Even the fact that US tech companies are enjoying a reprieve from their habitual role as Trump’s punching bags on social media is a turn for the better — though that doesn’t mean his ire won’t swing round again with the inevitable turn of presidential whim.
But the risks of a backlash are rising. Being seen as both symbols and tools of US power at a time of rising geopolitical tensions is already having an impact.
One obvious sign of this is the way that tech companies look set to be drawn into damaging tit-for-tat battles as the new administration brandishes trade tariffs as an all-purpose weapon.
Given his closeness to the president, companies owned by Elon Musk are first in the line of fire. The Financial Times reported this week that Tesla looked set to be barred from testing its driverless car software on the streets of China as trade tensions mount. There have also been stirrings of wider action. China launched a new antitrust investigation into Alphabet and looked to increase its scrutiny of US chip companies.
The bigger risks, though, lie further ahead. In the years of US-led globalisation much of the world opened to booming US tech companies. With the international order going through wrenching change, that looks to be a thing of the past — even if, in the short term, a raw exertion of US power gives the companies a boost.

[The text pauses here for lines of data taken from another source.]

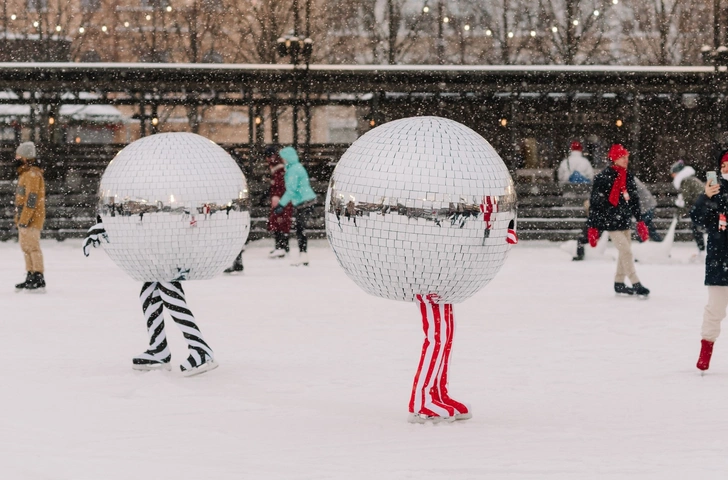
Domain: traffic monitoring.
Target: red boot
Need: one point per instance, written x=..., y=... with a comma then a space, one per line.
x=706, y=350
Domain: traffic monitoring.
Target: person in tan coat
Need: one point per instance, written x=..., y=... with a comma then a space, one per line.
x=30, y=214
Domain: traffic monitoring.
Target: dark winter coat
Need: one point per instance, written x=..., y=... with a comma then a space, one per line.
x=603, y=215
x=705, y=212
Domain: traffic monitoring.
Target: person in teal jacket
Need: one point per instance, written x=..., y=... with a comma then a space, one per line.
x=301, y=195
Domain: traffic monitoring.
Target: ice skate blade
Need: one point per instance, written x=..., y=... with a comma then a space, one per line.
x=205, y=367
x=148, y=367
x=422, y=419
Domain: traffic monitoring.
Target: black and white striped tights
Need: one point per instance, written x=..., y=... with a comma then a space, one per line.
x=156, y=296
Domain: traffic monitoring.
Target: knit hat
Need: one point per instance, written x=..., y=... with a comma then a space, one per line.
x=616, y=152
x=26, y=150
x=724, y=159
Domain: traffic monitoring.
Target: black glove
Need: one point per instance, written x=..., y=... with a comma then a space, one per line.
x=95, y=234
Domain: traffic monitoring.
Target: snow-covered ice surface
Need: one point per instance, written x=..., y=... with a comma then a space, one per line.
x=566, y=381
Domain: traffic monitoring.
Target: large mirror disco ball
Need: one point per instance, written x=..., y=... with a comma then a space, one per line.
x=175, y=207
x=421, y=206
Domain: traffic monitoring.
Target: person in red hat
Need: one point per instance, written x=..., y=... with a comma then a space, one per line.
x=711, y=211
x=613, y=203
x=575, y=168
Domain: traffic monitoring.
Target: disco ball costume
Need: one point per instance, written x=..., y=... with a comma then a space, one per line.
x=172, y=207
x=423, y=210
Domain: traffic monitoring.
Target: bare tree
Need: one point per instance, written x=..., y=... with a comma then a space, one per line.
x=577, y=31
x=666, y=32
x=505, y=24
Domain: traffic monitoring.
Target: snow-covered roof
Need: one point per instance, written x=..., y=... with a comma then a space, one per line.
x=363, y=68
x=87, y=113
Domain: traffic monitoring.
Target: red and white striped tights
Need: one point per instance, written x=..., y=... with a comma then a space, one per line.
x=430, y=399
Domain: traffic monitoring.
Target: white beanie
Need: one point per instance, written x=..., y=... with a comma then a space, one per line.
x=26, y=150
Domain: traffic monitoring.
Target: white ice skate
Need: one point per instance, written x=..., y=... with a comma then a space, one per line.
x=302, y=260
x=277, y=253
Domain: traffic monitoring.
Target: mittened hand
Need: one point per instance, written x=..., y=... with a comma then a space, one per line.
x=593, y=235
x=642, y=231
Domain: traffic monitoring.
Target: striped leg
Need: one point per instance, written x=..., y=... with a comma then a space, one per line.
x=425, y=402
x=158, y=354
x=462, y=411
x=201, y=358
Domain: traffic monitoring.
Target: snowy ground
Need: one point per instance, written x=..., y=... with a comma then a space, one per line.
x=566, y=381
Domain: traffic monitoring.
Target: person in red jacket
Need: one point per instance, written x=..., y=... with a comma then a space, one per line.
x=278, y=223
x=613, y=203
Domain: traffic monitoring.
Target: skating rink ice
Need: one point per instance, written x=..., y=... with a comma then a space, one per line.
x=565, y=380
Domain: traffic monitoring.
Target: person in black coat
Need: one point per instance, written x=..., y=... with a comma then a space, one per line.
x=710, y=211
x=613, y=203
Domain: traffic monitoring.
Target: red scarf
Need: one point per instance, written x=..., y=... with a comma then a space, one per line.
x=620, y=185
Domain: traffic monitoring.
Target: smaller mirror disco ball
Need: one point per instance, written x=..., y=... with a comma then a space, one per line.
x=421, y=206
x=175, y=207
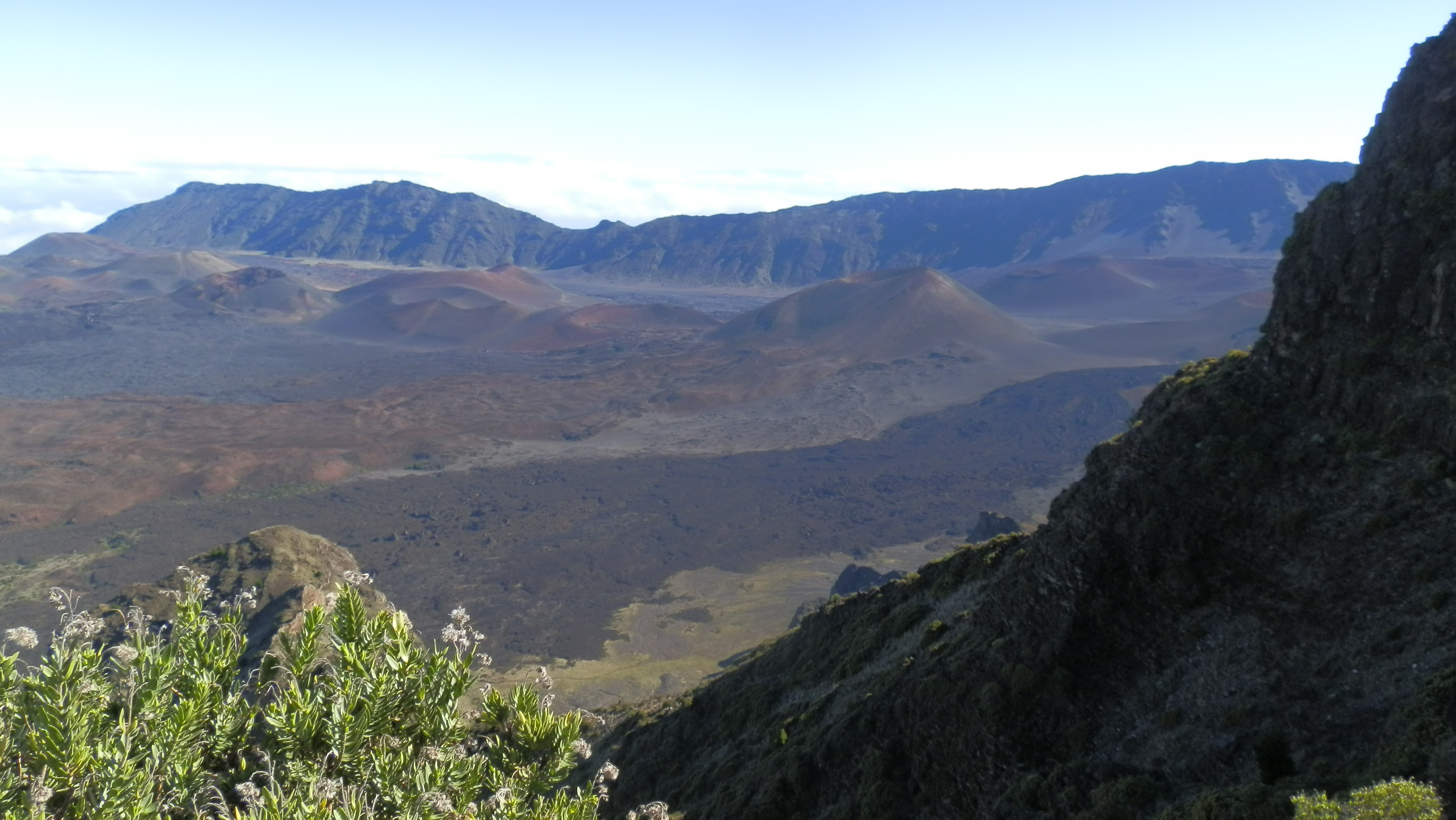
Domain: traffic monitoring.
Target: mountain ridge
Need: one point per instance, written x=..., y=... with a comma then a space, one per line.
x=1195, y=210
x=1245, y=598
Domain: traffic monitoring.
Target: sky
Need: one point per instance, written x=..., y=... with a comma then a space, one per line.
x=635, y=110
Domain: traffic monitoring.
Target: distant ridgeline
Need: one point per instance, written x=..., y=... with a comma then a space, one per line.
x=1250, y=595
x=1196, y=210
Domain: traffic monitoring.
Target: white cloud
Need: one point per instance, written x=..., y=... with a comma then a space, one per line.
x=21, y=226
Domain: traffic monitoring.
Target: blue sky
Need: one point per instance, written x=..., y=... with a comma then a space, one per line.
x=634, y=110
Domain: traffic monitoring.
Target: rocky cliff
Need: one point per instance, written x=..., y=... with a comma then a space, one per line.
x=1197, y=210
x=1250, y=593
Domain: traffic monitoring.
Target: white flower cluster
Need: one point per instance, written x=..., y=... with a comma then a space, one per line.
x=22, y=637
x=250, y=793
x=41, y=794
x=500, y=799
x=247, y=601
x=656, y=810
x=605, y=776
x=357, y=579
x=138, y=619
x=194, y=582
x=82, y=627
x=459, y=634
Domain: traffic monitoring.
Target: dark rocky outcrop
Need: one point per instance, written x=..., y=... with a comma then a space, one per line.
x=289, y=570
x=1250, y=593
x=992, y=525
x=857, y=579
x=1196, y=210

This combination of short-term advantage and longer-term risk seems nowhere more obvious than in Europe.
Even without pressure from the US, Brussels has already shown signs of rethinking its role as a regulator. The dangers of taking a regulation-led approach to tech have been highlighted by Mario Draghi, the former European Central Bank chief, whose report on lagging EU competitiveness last year still reverberates. Writing in the FT last week, Draghi said that using regulation to lessen the risks of technology, while a laudable goal, hadn’t done much to boost the wider welfare of European citizens.
In one indication of a shift, Brussels has scrapped a plan to make tech companies liable for AI mistakes — something condemned in Silicon Valley, but which also threatened to hold back Europe’s own tech start-ups.

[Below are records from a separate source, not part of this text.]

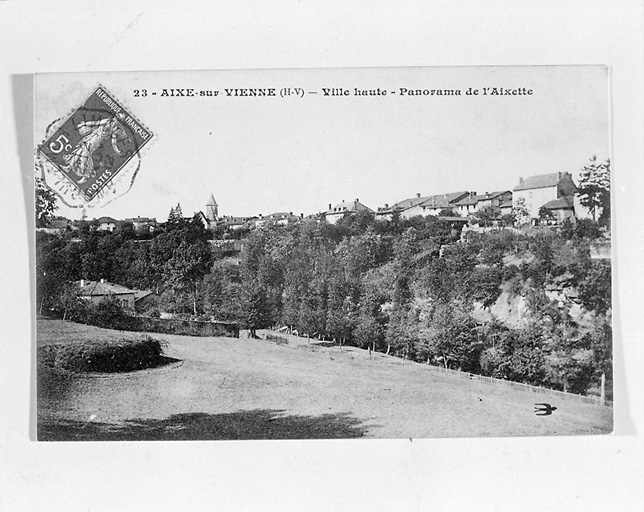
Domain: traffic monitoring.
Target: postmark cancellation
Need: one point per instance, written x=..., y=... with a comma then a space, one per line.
x=93, y=156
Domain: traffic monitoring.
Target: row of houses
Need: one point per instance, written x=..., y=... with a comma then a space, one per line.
x=555, y=192
x=141, y=225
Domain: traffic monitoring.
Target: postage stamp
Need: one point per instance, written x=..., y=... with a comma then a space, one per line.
x=97, y=141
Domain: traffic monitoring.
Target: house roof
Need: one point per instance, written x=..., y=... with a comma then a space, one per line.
x=444, y=200
x=107, y=220
x=541, y=181
x=93, y=288
x=347, y=206
x=59, y=223
x=438, y=200
x=474, y=199
x=140, y=219
x=141, y=294
x=561, y=203
x=211, y=201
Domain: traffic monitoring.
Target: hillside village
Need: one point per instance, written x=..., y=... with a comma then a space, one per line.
x=514, y=284
x=547, y=198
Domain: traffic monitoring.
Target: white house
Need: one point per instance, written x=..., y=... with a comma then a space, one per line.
x=536, y=191
x=475, y=202
x=96, y=291
x=335, y=213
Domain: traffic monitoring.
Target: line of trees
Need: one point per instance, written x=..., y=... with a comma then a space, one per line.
x=404, y=286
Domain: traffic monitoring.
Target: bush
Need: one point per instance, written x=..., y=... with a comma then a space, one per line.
x=124, y=355
x=107, y=313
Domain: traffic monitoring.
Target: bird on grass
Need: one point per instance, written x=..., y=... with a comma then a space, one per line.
x=544, y=409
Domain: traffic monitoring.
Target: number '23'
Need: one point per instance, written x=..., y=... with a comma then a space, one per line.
x=58, y=145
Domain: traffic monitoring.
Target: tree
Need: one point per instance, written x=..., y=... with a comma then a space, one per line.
x=175, y=218
x=45, y=204
x=256, y=310
x=594, y=189
x=187, y=267
x=520, y=212
x=546, y=216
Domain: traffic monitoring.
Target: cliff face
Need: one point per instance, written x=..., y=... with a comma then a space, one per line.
x=512, y=309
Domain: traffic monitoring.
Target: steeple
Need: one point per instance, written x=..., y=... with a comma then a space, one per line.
x=212, y=209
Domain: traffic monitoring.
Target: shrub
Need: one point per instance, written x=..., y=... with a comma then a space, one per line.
x=124, y=355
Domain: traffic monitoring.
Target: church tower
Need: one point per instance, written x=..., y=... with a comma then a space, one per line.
x=212, y=209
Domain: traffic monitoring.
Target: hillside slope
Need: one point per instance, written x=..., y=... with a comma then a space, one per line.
x=229, y=388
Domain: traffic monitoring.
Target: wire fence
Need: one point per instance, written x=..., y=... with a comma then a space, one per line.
x=595, y=400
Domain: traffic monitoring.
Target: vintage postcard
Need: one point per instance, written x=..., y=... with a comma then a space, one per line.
x=323, y=253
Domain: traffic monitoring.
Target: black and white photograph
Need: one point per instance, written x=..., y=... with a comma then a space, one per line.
x=384, y=253
x=321, y=256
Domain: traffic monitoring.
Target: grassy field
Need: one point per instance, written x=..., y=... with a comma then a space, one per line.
x=229, y=388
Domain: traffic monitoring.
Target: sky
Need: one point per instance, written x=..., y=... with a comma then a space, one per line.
x=304, y=151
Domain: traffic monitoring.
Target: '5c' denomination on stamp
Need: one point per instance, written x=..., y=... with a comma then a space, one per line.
x=89, y=149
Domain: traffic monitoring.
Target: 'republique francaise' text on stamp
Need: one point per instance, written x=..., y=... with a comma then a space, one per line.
x=97, y=141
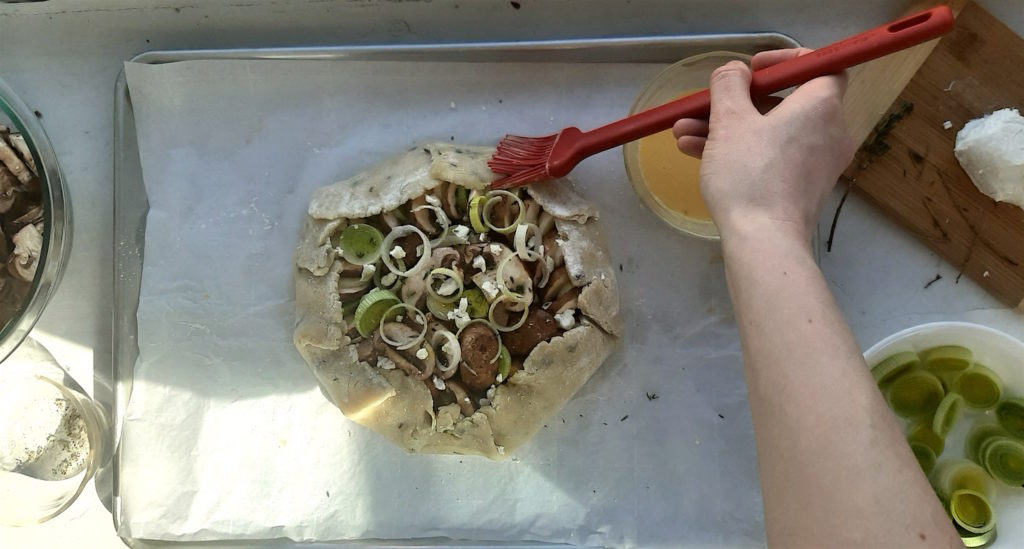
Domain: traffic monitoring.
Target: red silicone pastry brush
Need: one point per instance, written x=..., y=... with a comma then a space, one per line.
x=526, y=160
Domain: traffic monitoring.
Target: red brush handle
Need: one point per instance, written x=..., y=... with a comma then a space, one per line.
x=829, y=59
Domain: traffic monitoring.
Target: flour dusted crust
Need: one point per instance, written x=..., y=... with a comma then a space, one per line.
x=392, y=403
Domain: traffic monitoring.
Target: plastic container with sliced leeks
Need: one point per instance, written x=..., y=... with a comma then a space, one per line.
x=957, y=389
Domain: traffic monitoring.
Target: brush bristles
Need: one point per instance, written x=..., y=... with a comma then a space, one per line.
x=523, y=160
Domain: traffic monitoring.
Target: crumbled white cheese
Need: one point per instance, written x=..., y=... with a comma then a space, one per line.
x=989, y=150
x=565, y=319
x=368, y=272
x=479, y=263
x=489, y=289
x=448, y=287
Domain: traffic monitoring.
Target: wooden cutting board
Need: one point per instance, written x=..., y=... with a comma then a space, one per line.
x=907, y=167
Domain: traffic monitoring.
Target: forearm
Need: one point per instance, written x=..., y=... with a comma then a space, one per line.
x=835, y=469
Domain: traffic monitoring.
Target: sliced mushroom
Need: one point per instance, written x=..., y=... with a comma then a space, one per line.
x=558, y=284
x=28, y=245
x=10, y=159
x=532, y=214
x=552, y=249
x=8, y=189
x=450, y=202
x=516, y=278
x=390, y=219
x=17, y=142
x=540, y=326
x=4, y=249
x=479, y=345
x=415, y=288
x=545, y=222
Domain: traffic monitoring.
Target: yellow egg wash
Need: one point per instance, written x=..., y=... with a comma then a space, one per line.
x=672, y=176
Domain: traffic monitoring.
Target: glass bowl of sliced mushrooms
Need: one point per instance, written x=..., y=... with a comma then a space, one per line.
x=35, y=220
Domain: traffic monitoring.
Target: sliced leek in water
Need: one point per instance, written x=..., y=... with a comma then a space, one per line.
x=476, y=303
x=971, y=511
x=923, y=433
x=1004, y=459
x=360, y=244
x=915, y=393
x=1010, y=413
x=978, y=435
x=893, y=366
x=948, y=476
x=439, y=308
x=372, y=308
x=947, y=359
x=946, y=414
x=976, y=540
x=925, y=455
x=980, y=387
x=476, y=213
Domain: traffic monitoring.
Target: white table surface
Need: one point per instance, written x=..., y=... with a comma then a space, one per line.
x=62, y=56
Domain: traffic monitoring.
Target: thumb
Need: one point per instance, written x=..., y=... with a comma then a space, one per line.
x=730, y=92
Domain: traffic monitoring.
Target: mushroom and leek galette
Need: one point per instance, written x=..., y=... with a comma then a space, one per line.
x=445, y=317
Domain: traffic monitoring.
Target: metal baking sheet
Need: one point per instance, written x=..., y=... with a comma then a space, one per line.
x=131, y=205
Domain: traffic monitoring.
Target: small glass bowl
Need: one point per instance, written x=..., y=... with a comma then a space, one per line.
x=689, y=74
x=56, y=220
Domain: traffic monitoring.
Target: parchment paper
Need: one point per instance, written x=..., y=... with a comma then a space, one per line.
x=227, y=434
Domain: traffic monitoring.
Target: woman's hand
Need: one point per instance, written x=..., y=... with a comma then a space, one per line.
x=772, y=169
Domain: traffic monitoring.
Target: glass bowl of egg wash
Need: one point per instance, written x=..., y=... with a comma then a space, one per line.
x=667, y=180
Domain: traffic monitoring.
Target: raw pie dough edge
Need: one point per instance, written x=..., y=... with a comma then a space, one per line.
x=400, y=408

EU regulators have also been pondering how aggressively they should apply the new Digital Markets Act against US tech giants. It is too early to say what this will lead to, but after years of being on the receiving end of billions of dollars of fines, Silicon Valley has sensed a change.
However, the transatlantic shockwaves spreading to Europe during Trump’s first weeks back in office may produce a political backlash. To their critics in Europe, tech companies aligning themselves closely with the new US administration has only confirmed long-held suspicions — that the companies are little more than digital colonists, more interested in their own power and wealth than the wellbeing of the continent’s inhabitants.
Worries about US dependence have renewed interest in the idea of a “eurostack” — a complete set of tech infrastructure controlled in Europe, from chips up to software applications.
The impact from ideas like this are likely to be very limited in the short term. There are simply no alternatives to some strategic American technologies, like AI chips, and the sheer scale of its cloud infrastructure companies and dominance of many areas of software make them irreplaceable.
The question is whether rising tensions with the US — along with the wider use of AI, creating the biggest new opportunity in tech for years — will be enough to galvanise Europe’s policymakers and tech entrepreneurs.
Previous attempts to build European versions of US-owned infrastructure — like the Quaero web search engine and Gaia-X system for federating cloud data centres — haven’t come to much. As DeepSeek’s groundbreaking moves in AI have shown, though, AI can be wide open to disruption.
For Silicon Valley, being identified too closely with a president who is causing the world to recoil from US power has clear risks. But given their need for his approval, they may have no choice.